Column (2004/01/17号・週刊ベースボール掲載分)
◎パ・リーグの年になって欲しい

 今年はパ・リーグに肩入れしたいと思っている。その理由は五つある。
 その1 「王ダイエーの連覇なるか」だ。日本シリーズの連覇は90〜92までの森監督時代の西部以来0年間途絶えている。ある会で挨拶にたったV9監督の川上哲治さんはこう言った。「一つ勝つことは出来るんですよ。大事なのは続けて勝つことです。」川上さんにこう言われると、誰も反論できない。「すごい選手ばかりだったんだから当然でしょう」と、負け惜しみがせいぜい。選手が揃っていたって連覇すら出来ないのが昨今である。
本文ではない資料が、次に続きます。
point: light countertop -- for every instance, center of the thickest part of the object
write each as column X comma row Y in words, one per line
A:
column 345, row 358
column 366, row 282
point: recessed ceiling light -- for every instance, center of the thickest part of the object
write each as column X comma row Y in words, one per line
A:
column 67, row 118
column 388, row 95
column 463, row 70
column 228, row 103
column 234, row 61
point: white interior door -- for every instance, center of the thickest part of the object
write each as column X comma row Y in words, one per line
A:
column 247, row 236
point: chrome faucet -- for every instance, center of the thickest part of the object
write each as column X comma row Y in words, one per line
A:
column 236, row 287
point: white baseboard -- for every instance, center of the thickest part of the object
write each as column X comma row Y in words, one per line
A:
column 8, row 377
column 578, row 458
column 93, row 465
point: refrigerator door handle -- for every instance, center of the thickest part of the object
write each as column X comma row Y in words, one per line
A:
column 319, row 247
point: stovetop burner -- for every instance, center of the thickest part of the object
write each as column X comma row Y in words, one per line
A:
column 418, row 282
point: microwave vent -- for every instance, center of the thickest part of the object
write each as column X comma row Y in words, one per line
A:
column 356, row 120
 王監督は、昨シーズン中に来年も指揮をとると表明したのは並々ならぬ決意の現れと、私は見ていた。勝手な判断だが、王さんは「今年が最後」と私は予想している。小久保の移籍にからむごたごたや本社の業績の悪化など、決して追い風とはいえない中で、王さんの不退転の決意に同世代としては声援を送りたくなるのだ。

 その2 日本ハムの札幌移転に伴う球団のあり方に拍手を送りたい。プロ野球の発展は都市対抗の姿が理想的だ。ヒルマン監督の地域密着の姿勢が好ましいし、そこへ新庄の加入は追い風となってファンの心を捕らえられるのだろう。新庄の持つスター性、入団の時の「これからは大リーグではなく、セ・リーグでもなくパ・リーグの時代」といったところがなんとも言えずいい。プロ選手なのだからこのぐらいファンにアピールする発言が必要だ。もう一つ良かったのは、ヒルマン監督の説得で浦和学院の須永英輝投手が「巨人以外だったら社会人に行く」と言っていたのを撤回し、入団の決意をしたことだ。「好きな球団、あこがれのティーム」に行けるとは限らないのがドラフトだ。プロの仕事を選ぶなら球団よりプロ野球を選ぶことだ。好き嫌いのためにタイミングを逃し一生を棒にふった選手は沢山いる。強いティームより弱いティームの方が出られるチャンスは多いのだ。「弱いティームを俺の力で強くする」くらいの心意気がなくては、どこへ行っても駄目になる。新しい土地でスタートする日本ハムを選んだ須永君に拍手を送りたい。そして、ぜひ成功して欲しい。

 その3 千葉ロッテのバレンタイン復帰とティーム強化である。かつて、志半ばまで日本を去ったバレンタインにとって、やり残したことを取り返しに帰ってきたことだ。前回の指揮ぶり、メッツでの成功と手腕は確かだ。しかも、強打アグバヤ二、アジアのホームラン王、イ・ジョンヨプの加入、小宮山投手の復帰、さらに、大リーガー左腕ラッシュ投手の獲得も話が進んでいると聞く。もちろん、イが日本で変化球攻めを克服出来るのか、小宮山に多くを望めるのかなど、手放しで喜ぶわけには行かないかもしれない。しかし、ロッテに足りなかったホームランとクレバーな投球術は、夢につながるのだ。バレンタインのアメリカでの人脈も役に立つだろう。

 その4 オリックスに誕生した中村勝広GMの手腕に期待したい。日本でのGM制は95年から2年間、広岡達朗さんが努めたが、完結しないままで終わってしまった。星野前阪神監督もGM的役割を果たしていたが、辞任後、GMに就任したわけではない。野球ビジネスの確立のためにも、中村さんには成功してもらいたい。アメリカのGMの多くは、野球と経営を勉強してきた企業からスタートした人が多い。オリックスは短期間で石毛監督を解任した前例があるだけに、今度は時間を与えて、経営者自身も我慢する姿勢が必要だろう。

 最後の、その5は、今年から始まるプレイオフ制度。こんなおかしなプレイオフを私は認めがたいのだが、「参りました。面白いです」と言わせるようなことを「意地でも」やってみて欲しい。決めたことだ、一年でやめるようなことがあれば、関係者は辞任するくらいの覚悟でやって欲しい。
 そんなわけで、去年の阪神フィーバーから、今年はパ・リーグに注目しようぜ!